Structure and atomic transport of liquid titanium from a pair potential model

Abstract

We report structural and atomic transport properties of liquid Ti, which are poorly understood at high temperatures. The studies were performed using molecular dynamics (MD) simulation based on a potential model that accounts for the role of $d$ electrons. The interactions between ions are described by a pair potential built within the pseudopotential formalism obtained by an inverse scattering approach that consists of a repulsive core and long-range Friedel oscillations. The parameters determining the $s$- and $d$- electron contributions to the potential are deduced from the knowledge of liquid structure and diffusion coefficient at the melting temperature.
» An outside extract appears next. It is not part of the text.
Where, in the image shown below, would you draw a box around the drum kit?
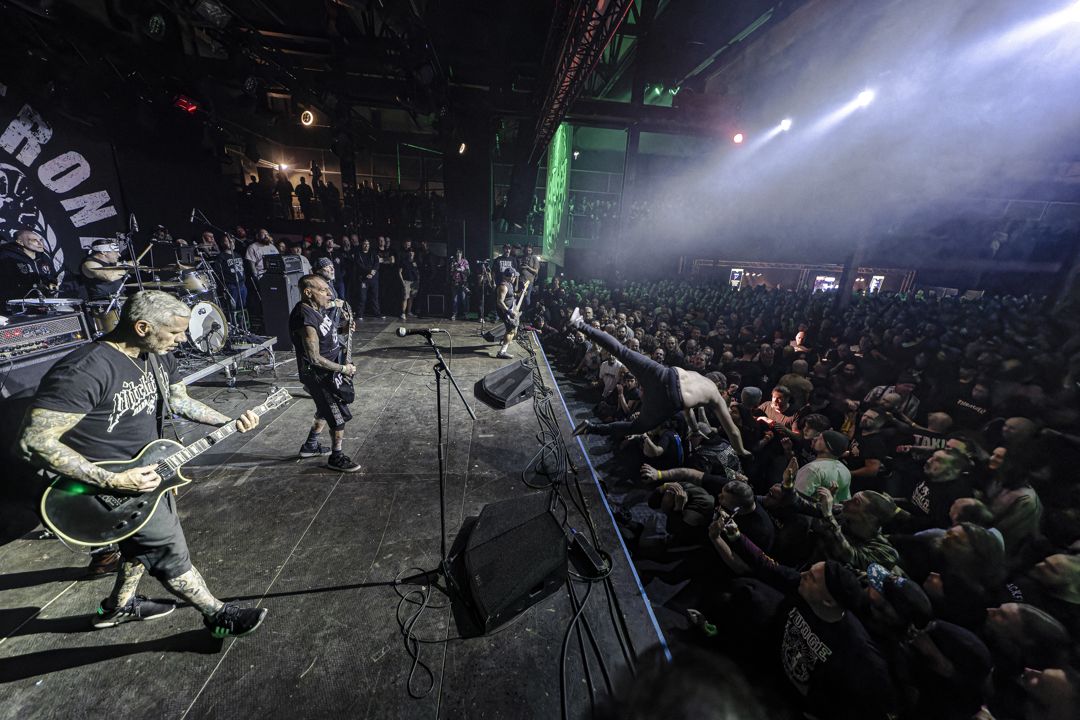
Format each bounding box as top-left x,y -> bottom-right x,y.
8,245 -> 240,356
The clear connection between local order and atomic transport in liquids emerges from the molecular dynamics simulation. The calculated pair correlation function and structure factor show very good agreement with recently available ab-initio molecular dynamics (AIMD) and experimental results, respectively. By comparing the temperature dependence of diffusion coefficient and viscosity, the effective pair potential based on the pseudopotential method provides a significantly important portion of the high temperature properties of liquid Ti and strongly validates the accuracy of the method. The activation energy of the liquid metals is obtained by fitting the Arrhenius formula. The approach presented herein gives a broader and deeper insight into the transition metal liquid state.